Printer Friendly

Implementing the New Sample Design for the Current Employment Statistics Survey.

In June 1995, the Bureau of Labor Statistics (BLS) announced plans for a comprehensive sample redesign of its monthly payroll survey--the first one ever undertaken in the program's long history, which dates back over sixty years. In June 2000, following completion of the research and production test phases of the project, the first estimates from the redesigned sample were published by BLS for the wholesale trade industry. Publication for the remaining industry divisions will be phased in between 2001 and 2003. The completion of the phase-in for the redesign in June 2003 will coincide with the conversion of the Current Employment Statistics (CES) series from industry coding based on the 1987 Standard Industrial Classification (SIC) system to industry coding based on the North American Industrial Classification System (NAICS).


The CES survey is a federal/state cooperative program that provides monthly estimates of nonfarm payroll jobs and the hours and earnings of workers, derived from a sample of over 350,000 business establishments nationwide. These data are some of the most closely watched and widely used economic indicators among public and private policy makers. In addition to serving as major economic indicators in their own right, CES data series are also inputs to several other key economic statistics including the indexes of leading and coincident indicators, the national income and product accounts, productivity measures, and indexes of industrial production. The CES program offers several important attributes to its users: timely release of data, an abundance of industry and geographic detail, and an annual benchmark to full population counts from state unemployment insurance (UI) tax records, which helps to maintain overall survey accuracy.

However, the CES program also has faced with some serious limitations. Most significantly, the CES survey has been based on a quota sample since its inception, which predated the introduction of probability sampling as the internationally recognized standard for sample surveys. Quota samples are known to be at risk for potentially significant biases. Thus, the sample redesign, which introduces a probability-based design for CES, more effectively insures a proper representation of the universe of nonfarm business establishments through randomized selection techniques and improved estimation methodology.

In addition, the CES sample redesign addresses a second critical limitation in the program--lack of timely sample-based representation of employment from new business births. Procedures have been developed for regular sample updates that ensure better representation of new units in the CES sample. Time-series modeling techniques are used to estimate the residual portion of employment from business births that are not accounted for through improved sampling techniques.

Introduction of a probability-based sample for the CES survey also allows for the publication of sampling errors and confidence intervals--standard survey accuracy measures not directly applicable to the quota design.

Summary of Sample Redesign Implementation Plans

Initial implementation in June 2000

BLS began a phased-in implementation of the new CES sample design in June 2000, coincident with the publication of the March 1999 CES national benchmark revisions.

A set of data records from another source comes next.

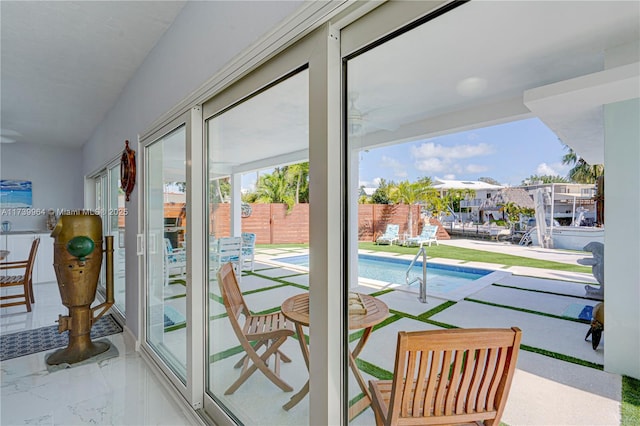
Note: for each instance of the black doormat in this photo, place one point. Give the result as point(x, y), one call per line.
point(43, 339)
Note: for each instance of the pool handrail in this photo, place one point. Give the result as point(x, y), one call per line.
point(423, 281)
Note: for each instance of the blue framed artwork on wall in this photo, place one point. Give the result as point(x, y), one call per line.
point(15, 193)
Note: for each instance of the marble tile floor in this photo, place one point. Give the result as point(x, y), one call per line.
point(545, 390)
point(116, 391)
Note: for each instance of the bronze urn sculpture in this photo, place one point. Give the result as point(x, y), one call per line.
point(77, 259)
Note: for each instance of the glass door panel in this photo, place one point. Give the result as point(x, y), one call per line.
point(115, 217)
point(165, 189)
point(258, 153)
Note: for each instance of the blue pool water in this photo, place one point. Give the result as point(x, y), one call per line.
point(440, 278)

The major effects from this introduction were:

* The wholesale trade industry series for CES national estimates were converted to the new probability-based procedures, and estimates for April 1998 forward were revised to incorporate these changes.

* Net birth/death modeling replaced bias adjustment for wholesale trade series.

* There were no series breaks in the wholesale trade estimates.

* There were no changes to the wholesale trade publication levels.

* Publication of sampling errors and confidence intervals for wholesale trade series began.

* There were no methodology changes to any industry series beyond the national wholesale trade estimates in June 2000.

Further implementation plans

Probability-based estimates for state and area wholesale trade series are targeted for introduction in March 2001 with the next state benchmark revision. After the initial conversion of wholesale trade, BLS will continue a phase-in of the new design by major industry division. Implementation of the new sample and estimators for major divisions are scheduled to coincide with the publication of benchmark revisions in order not to disrupt published over-the-month changes for current month estimates with a continually changing sample composition. The complete schedule for redesign implementation for the national, state, and metropolitan area CES series is shown the table.

Publication and error measurement

Initial implementation for each major industry division will preserve existing publication levels for the majority of series. There are no major changes planned to publication levels in any industry divisions until the introduction of NAICS-based series in 2003.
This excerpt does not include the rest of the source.